Does Dean for America have a second act? That’s the question a lot of people have been asking after the collapse of Howard Dean’s presidential campaign. Not so much because they’re interested in the former Vermont governor’s personal trajectory but because something unusual just happened in American politics: A couple of hundred thousand people put their hearts, minds, mousepads and checkbooks together and drove an insurgent to the center of the political process. In doing so, they forced the rest of the Democratic field to adopt their message, style and values. Perhaps even more important, they got a taste of their own power. “We all felt the muscle flex of this new progressive movement and were stunned by it,” Nicco Mele, Dean’s webmaster, told me recently at the Politics Online conference at George Washington University. “Everybody wants to carry that forward.”

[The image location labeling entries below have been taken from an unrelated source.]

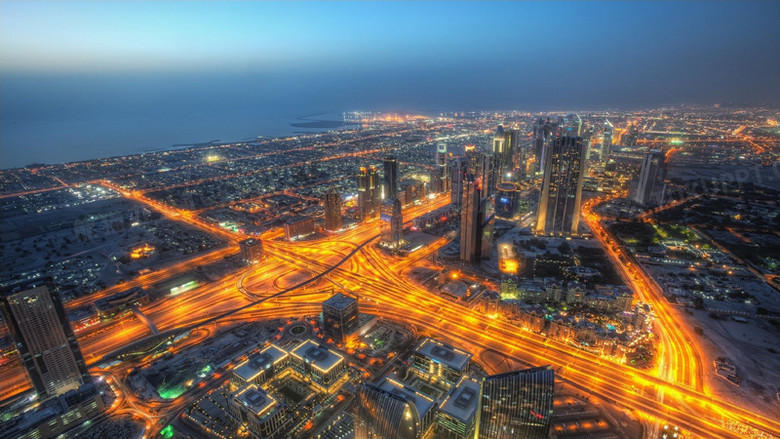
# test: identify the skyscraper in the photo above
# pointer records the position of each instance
(380, 414)
(391, 177)
(517, 405)
(651, 188)
(393, 215)
(543, 133)
(559, 201)
(442, 166)
(44, 338)
(507, 200)
(606, 142)
(369, 195)
(504, 145)
(441, 154)
(460, 168)
(332, 210)
(471, 219)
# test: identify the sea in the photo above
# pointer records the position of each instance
(73, 117)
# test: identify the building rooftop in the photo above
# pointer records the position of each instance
(250, 242)
(256, 400)
(259, 362)
(339, 301)
(317, 355)
(444, 353)
(422, 403)
(463, 400)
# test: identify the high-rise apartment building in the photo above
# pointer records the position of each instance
(369, 192)
(460, 168)
(517, 405)
(391, 177)
(380, 414)
(606, 140)
(559, 201)
(38, 323)
(332, 201)
(393, 215)
(651, 187)
(340, 317)
(505, 143)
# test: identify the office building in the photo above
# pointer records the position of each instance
(438, 362)
(606, 140)
(543, 133)
(471, 220)
(298, 227)
(485, 168)
(325, 369)
(332, 201)
(559, 201)
(391, 177)
(55, 417)
(460, 168)
(261, 367)
(436, 183)
(457, 415)
(517, 405)
(505, 143)
(441, 155)
(507, 200)
(380, 414)
(251, 250)
(392, 216)
(424, 405)
(260, 412)
(340, 317)
(442, 160)
(369, 193)
(651, 187)
(46, 343)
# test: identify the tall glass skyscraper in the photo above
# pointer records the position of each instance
(517, 405)
(559, 201)
(472, 215)
(44, 338)
(332, 210)
(391, 177)
(651, 188)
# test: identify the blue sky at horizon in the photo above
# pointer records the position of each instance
(600, 52)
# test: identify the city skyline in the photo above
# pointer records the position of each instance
(389, 220)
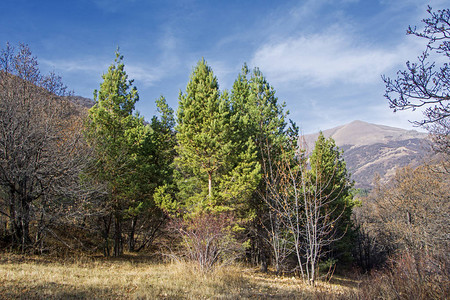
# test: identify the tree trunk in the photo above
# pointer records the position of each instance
(131, 240)
(209, 187)
(107, 226)
(118, 247)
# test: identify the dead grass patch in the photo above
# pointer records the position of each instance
(135, 278)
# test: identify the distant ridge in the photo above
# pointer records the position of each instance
(371, 149)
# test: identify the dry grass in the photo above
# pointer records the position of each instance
(133, 278)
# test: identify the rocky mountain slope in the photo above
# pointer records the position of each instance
(371, 149)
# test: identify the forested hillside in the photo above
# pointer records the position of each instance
(226, 179)
(372, 150)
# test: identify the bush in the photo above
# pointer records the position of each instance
(206, 239)
(409, 277)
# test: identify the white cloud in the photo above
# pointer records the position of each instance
(89, 65)
(329, 57)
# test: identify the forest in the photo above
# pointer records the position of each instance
(225, 182)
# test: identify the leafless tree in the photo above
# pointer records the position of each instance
(304, 204)
(424, 85)
(40, 144)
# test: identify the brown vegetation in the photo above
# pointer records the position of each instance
(39, 277)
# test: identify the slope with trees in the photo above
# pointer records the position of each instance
(41, 150)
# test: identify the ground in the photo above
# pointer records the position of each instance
(130, 277)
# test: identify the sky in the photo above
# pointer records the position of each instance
(324, 58)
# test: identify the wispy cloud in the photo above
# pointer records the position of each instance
(329, 57)
(111, 6)
(85, 65)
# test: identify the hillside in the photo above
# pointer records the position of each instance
(371, 149)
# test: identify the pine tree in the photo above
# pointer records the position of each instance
(121, 145)
(214, 169)
(258, 116)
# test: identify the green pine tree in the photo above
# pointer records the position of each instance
(214, 168)
(121, 145)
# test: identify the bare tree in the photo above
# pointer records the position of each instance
(423, 85)
(306, 196)
(40, 143)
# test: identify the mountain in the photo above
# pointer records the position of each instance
(371, 149)
(82, 101)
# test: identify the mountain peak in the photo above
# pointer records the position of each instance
(371, 149)
(359, 133)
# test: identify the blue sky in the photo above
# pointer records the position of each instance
(324, 58)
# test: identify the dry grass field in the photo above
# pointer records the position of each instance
(138, 278)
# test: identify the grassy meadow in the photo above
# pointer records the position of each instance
(140, 278)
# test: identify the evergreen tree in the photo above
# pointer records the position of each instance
(215, 169)
(121, 145)
(259, 117)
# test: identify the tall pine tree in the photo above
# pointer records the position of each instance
(215, 168)
(121, 145)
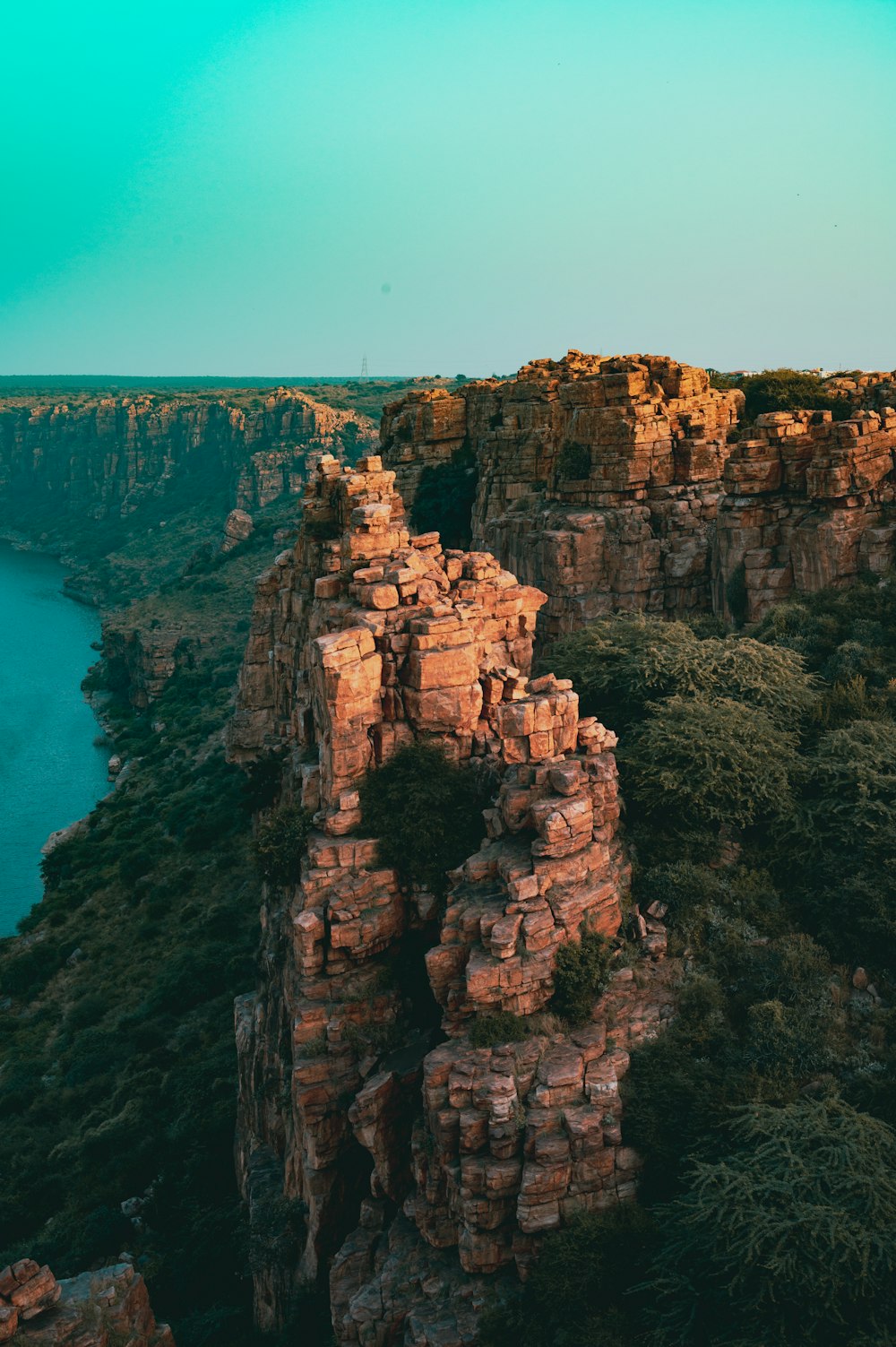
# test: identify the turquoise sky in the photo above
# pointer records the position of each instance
(282, 187)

But no one knows exactly how. Maverick populist candidacies always generate important ripple effects–like the many black mayors elected in the wake of Jesse Jackson’s 1988 run. But it’s awfully hard to bottle political lightning. John Anderson didn’t even try after his 1980 independent run, leaving his supporters orphaned. Jackson actively discouraged the continuation of vibrant grassroots-driven Rainbow Coalition state chapters after 1988, preferring to centralize control in what became little more than a leadership PAC. Jerry Brown’s 800-number callers and $100 donors (he refused to take more) were never knitted into anything after 1992. Ross Perot drew about 1.5 million dues-paying members into United We Stand America in 1993, but then his authoritarian leadership–Congressional district coordinators couldn’t even get a list of phone numbers of local supporters out of Dallas–rapidly drove that group into the dust.
But this time, there’s a new ingredient: the Internet and all the capacities for bottom-up and lateral networking it offers. “The cat is out of the bag,” says Scott Heiferman, CEO of MeetUp.com, the social software tool used so effectively by Dean to bring together tens of thousands of supporters. “The people have it in their brains that they can organize themselves.” Not only that; both by design and by accident, Dean’s core staff really did share a lot of power with their base. If you want to find out who in your ZIP code signed up as a Dean supporter, you can get many of their names at Deanlink and even send them an e-mail. If you want to post an announcement about an upcoming event, you can freely comment on Dean’s blog. No major campaign in US history, to my knowledge, has ever ceded this much control to its base.
Thus, to glimpse where all this goes next, you have to look beyond the efforts of a few leaders and wade through a sea of Dean-inspired activist networks that are basically hubs of independent Democratic activism. For example, the network of Dean’s house-party coordinators is deciding whom they’ll raise money for now: John Kerry, the DNC, local candidates or 527s. At MyVoteIsMyVoice.com, activists are putting together a summertime “Deanfest” for thousands of progressives around the Democratic convention in Boston. Britt Blaser, an open-source developer, is assembling a nonprofit, Open Republic, to collect and refine the movement’s innovative tools, the better to assist lower-level candidates. If anything, the biggest problem for these post-Dean ripples is coordinating their efforts without a strong center guiding them.